The Home Office has published updated guidance to help frontline workers identify and protect victims of county lines gangs.
County lines refers to a model used by criminal gangs, whereby urban gangs supply drugs to suburban areas and market and coastal towns. These gangs frequently exploit children and vulnerable adults to courier drugs and money. Some vulnerable adults have their homes taken over by the gangs (cuckooing) using force or coercion.
To support policing and other statutory frontline staff - particularly those who work with children, young people and vulnerable adults - in identifying potential victims of this type of criminal exploitation, the Home Office has updated its County Lines guidance. It sets out the signs to look for in potential victims, and what action staff should take so that potential victims get the support and help they need. The document supplements an organisation's existing safeguarding policies. View the guidance on the Gov.uk website.
Alongside the guidance, there are resources to help policing and statutory staff recognise the signs to look out for, that could indicate that someone is a victim of county lines gangs.
The Home Office is also raising awareness of county lines across a range of non-statutory sectors.
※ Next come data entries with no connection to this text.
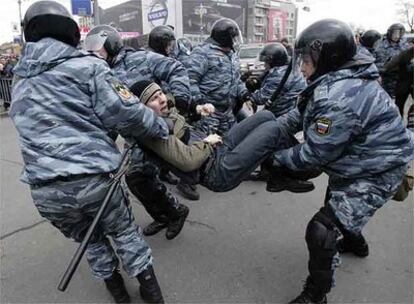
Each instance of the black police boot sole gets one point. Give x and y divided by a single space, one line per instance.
299 187
305 298
154 228
188 192
169 178
116 287
174 228
148 296
360 251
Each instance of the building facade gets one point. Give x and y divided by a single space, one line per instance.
271 20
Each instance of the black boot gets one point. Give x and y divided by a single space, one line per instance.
289 184
167 177
188 191
149 289
154 228
355 244
310 294
115 285
174 227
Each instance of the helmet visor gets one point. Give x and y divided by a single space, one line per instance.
95 42
237 41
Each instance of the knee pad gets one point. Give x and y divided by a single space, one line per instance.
321 240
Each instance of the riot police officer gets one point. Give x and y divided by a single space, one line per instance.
369 40
214 72
276 60
392 44
65 103
359 140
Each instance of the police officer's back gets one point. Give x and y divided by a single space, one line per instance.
214 72
65 103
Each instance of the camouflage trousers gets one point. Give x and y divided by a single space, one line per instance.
71 206
354 202
216 123
349 204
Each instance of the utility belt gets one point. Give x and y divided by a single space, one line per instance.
69 178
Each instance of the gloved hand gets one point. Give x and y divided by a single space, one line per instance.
170 124
252 84
213 139
205 109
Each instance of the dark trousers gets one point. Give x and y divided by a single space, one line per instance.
245 146
157 200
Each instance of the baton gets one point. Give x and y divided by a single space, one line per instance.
76 258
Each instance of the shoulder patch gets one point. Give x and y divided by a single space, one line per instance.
122 91
321 92
323 126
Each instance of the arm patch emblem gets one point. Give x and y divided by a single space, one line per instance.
323 126
122 91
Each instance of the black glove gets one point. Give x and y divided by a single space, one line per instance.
252 84
170 124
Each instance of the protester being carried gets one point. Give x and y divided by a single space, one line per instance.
218 163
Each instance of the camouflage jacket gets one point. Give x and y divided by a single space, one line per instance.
386 50
132 66
65 102
181 53
215 76
352 128
287 98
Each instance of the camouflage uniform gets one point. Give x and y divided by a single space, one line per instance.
65 104
364 51
143 176
132 66
287 98
354 133
383 53
181 53
215 78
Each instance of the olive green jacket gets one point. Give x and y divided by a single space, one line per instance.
185 158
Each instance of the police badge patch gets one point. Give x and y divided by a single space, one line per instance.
323 126
122 91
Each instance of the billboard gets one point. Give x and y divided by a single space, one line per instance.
200 15
161 12
277 24
81 7
126 17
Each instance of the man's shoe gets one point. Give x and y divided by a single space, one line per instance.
169 178
356 245
258 176
292 185
310 295
175 226
188 191
149 289
153 228
115 285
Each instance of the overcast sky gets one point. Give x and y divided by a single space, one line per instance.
369 14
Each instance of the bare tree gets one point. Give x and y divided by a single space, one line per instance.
406 13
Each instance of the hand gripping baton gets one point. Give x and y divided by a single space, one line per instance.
116 179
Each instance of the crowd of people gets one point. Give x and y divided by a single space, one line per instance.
180 108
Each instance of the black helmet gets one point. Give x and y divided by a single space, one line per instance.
50 19
104 36
274 54
226 33
186 42
395 27
330 43
160 38
369 38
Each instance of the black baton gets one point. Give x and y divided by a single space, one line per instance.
74 262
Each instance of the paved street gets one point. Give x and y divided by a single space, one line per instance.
245 246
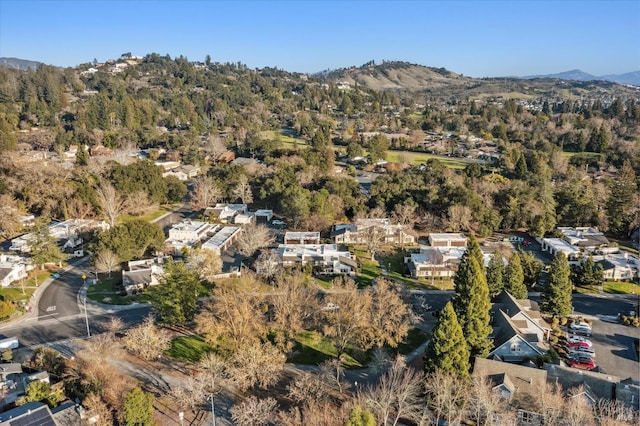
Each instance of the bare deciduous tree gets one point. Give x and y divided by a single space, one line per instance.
446 396
106 261
138 203
307 387
98 413
213 367
147 341
235 312
252 238
346 316
111 202
243 190
389 316
254 412
397 396
256 365
190 394
460 218
206 193
487 407
206 262
295 305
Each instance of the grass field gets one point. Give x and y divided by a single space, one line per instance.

These are:
- private security sector
- licensed taxi and private hire company staff
- Bus and coach company staff
- train operating company staff
- private landlords and letting agents
Materials for the social housing sector are currently being developed and will be available shortly. Finally, they have also produced social media assets which we encourage PCCs to use in their own public-facing county lines awareness raising work.
Police and Crime Commissioners are encouraged to highlight these materials both to their force, as well as local stakeholders, to raise awareness of county lines and how to spot potential victims.